It’s no secret that financial services are fast becoming a digital business. We call ourselves a technology company with a balance sheet and are heavily investing in the digital agenda. The need to be innovative, whilst being resilient and secure, is a core challenge we face as a financial institution to ensure we remain competitive throughout what can be described as a technological revolution.
One of the technologies that have become somewhat of a buzz word is Artificial Intelligence, and despite it being described as a mature technology, it is now being given more attention as a potential solution to existing issues.
The speed and extent of the transition are exceeding all our expectations. Artificial intelligence now drives the way leading firms provide everything from customer service to investment advice. Digital labour, or robotic process automation, is helping firms automate things they couldn’t do before, without having to hire an army of staff. And all of this enabled by cheaper storage, a wealth of data and more efficient powerful computing.

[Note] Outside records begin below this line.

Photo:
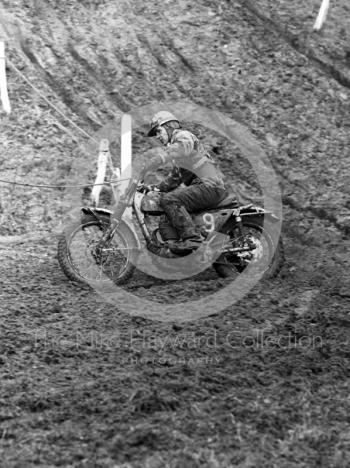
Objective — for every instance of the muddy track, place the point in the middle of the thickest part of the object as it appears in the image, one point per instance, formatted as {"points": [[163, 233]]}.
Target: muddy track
{"points": [[301, 44], [264, 382]]}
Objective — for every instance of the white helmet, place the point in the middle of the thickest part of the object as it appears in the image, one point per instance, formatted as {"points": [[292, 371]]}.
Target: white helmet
{"points": [[161, 118]]}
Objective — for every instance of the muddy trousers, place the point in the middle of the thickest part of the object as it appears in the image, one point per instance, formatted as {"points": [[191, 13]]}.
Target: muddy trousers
{"points": [[177, 205]]}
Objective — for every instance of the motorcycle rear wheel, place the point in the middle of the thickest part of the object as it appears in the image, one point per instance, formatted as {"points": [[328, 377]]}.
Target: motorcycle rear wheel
{"points": [[265, 256], [78, 261]]}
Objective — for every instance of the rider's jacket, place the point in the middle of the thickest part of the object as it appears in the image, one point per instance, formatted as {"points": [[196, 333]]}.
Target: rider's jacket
{"points": [[191, 163]]}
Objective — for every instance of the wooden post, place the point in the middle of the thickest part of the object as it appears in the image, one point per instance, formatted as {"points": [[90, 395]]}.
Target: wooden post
{"points": [[126, 155], [322, 15], [101, 170], [3, 82]]}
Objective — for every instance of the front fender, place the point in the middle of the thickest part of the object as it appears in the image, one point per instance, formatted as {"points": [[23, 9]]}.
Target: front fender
{"points": [[98, 211], [249, 211]]}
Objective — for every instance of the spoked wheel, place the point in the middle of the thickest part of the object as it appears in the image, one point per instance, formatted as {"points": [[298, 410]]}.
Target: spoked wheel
{"points": [[262, 253], [82, 259]]}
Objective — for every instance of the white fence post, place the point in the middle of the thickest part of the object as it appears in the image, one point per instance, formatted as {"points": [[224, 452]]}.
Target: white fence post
{"points": [[3, 82], [322, 15], [126, 155], [101, 171]]}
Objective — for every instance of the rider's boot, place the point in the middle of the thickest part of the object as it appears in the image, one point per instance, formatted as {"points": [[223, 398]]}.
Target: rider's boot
{"points": [[179, 217]]}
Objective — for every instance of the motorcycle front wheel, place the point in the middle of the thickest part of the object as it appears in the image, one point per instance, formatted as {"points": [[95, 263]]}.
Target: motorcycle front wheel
{"points": [[263, 254], [78, 257]]}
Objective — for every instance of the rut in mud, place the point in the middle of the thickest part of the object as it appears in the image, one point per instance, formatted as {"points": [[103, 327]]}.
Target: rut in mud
{"points": [[266, 381]]}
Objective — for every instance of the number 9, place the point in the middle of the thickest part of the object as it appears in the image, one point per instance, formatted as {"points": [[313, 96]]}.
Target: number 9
{"points": [[209, 222]]}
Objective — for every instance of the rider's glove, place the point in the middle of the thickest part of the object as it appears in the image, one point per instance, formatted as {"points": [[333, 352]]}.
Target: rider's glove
{"points": [[147, 188]]}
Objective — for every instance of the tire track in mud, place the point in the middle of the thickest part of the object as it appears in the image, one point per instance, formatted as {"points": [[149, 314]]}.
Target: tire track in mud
{"points": [[299, 44]]}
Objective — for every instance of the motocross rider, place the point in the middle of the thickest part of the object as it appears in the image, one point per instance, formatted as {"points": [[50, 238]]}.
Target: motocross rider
{"points": [[193, 167]]}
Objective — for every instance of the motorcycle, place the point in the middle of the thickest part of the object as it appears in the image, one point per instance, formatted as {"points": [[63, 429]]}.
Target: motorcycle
{"points": [[103, 245]]}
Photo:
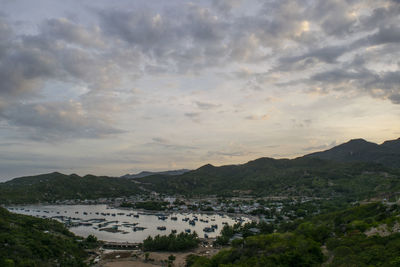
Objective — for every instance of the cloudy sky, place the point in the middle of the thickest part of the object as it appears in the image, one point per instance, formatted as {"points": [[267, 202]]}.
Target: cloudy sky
{"points": [[115, 87]]}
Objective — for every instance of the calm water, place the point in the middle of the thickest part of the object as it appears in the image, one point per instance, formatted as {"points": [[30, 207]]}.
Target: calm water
{"points": [[124, 221]]}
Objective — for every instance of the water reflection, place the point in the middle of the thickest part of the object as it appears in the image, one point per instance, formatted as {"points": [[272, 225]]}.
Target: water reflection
{"points": [[122, 225]]}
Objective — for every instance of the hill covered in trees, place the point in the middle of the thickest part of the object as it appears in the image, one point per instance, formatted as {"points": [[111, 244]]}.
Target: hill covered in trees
{"points": [[30, 241], [354, 170], [297, 177], [359, 150], [57, 186], [367, 235]]}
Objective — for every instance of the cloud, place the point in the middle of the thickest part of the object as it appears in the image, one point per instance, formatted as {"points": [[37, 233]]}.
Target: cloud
{"points": [[258, 117], [166, 144], [206, 105], [56, 121]]}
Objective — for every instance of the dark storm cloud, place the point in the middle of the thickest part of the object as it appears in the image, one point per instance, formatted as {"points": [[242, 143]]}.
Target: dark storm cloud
{"points": [[189, 37], [55, 121]]}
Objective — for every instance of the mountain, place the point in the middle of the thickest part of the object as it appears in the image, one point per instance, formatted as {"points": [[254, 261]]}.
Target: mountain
{"points": [[266, 176], [147, 173], [359, 150], [57, 186], [355, 170]]}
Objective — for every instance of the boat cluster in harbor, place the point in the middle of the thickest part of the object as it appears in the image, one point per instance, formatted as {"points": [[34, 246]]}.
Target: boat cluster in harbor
{"points": [[116, 225]]}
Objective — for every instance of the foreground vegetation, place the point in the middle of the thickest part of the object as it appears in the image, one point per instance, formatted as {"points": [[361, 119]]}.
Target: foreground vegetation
{"points": [[29, 241], [367, 235], [171, 242]]}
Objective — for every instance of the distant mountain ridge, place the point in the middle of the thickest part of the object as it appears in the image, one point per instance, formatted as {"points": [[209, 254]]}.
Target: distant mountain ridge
{"points": [[147, 173], [360, 150], [355, 170]]}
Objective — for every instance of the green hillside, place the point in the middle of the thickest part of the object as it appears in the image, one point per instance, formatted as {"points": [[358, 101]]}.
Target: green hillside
{"points": [[29, 241], [359, 150], [361, 236], [298, 177], [56, 186]]}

Barclays, as a trusted financial partner of millions of individuals, companies and governments across the globe, is facing a similar technological revolution that is changing the way we interact with technology. Our clients are demanding faster delivery, tailored products and competitive pricing; all whilst choosing to interact with us more digitally.
Across the bank, there are several initiatives and forums that have emerged to try to address these client needs. Technology domains and innovation committees across our retail and commercial businesses; product, operations and technology, are working to understand the impacts of new technologies and how our business models will change in the coming years.
Work is being done across traditional silos at an organisational and operational level, as the challenge to bring these together continues; working to enable and improve collaboration, communication, efficiency and swift agile delivery to create a truly innovative culture in the bank. There is still more to do, but the support for innovation has indeed been overwhelming from all levels of the organisation.
As one of those looking at Innovation and future technologies in the Corporate Bank, I have seen the huge advancements we have made in the past two years, moving from concepts to experimentation and implementation of emerging technologies, such as AI in the Corporate Bank. Over the last few years, we have experimented with Predictive Analytics to support our relationship teams, Natural Language Processing to service clients and Distributed Ledgers in Syndicated Debt, to name a few.
In my role, I have also seen an emergence in the number of startups and FinTech’s with interest in applying data science to tackle large Corporate Banking processes. The sheer number of new companies is an indication of the value seen in the market to tackle such issues as well as the increasing demand by financial institutions for such solutions. This presents a huge opportunity as an incumbent bank to ensure we use the most advanced technology to retain and obtain clients, as we continue to build our brand as a technology company with a balance sheet.
I look forward to delving deeper into this topic, as well as continuing my work in supporting a more innovative and digital Corporate Bank.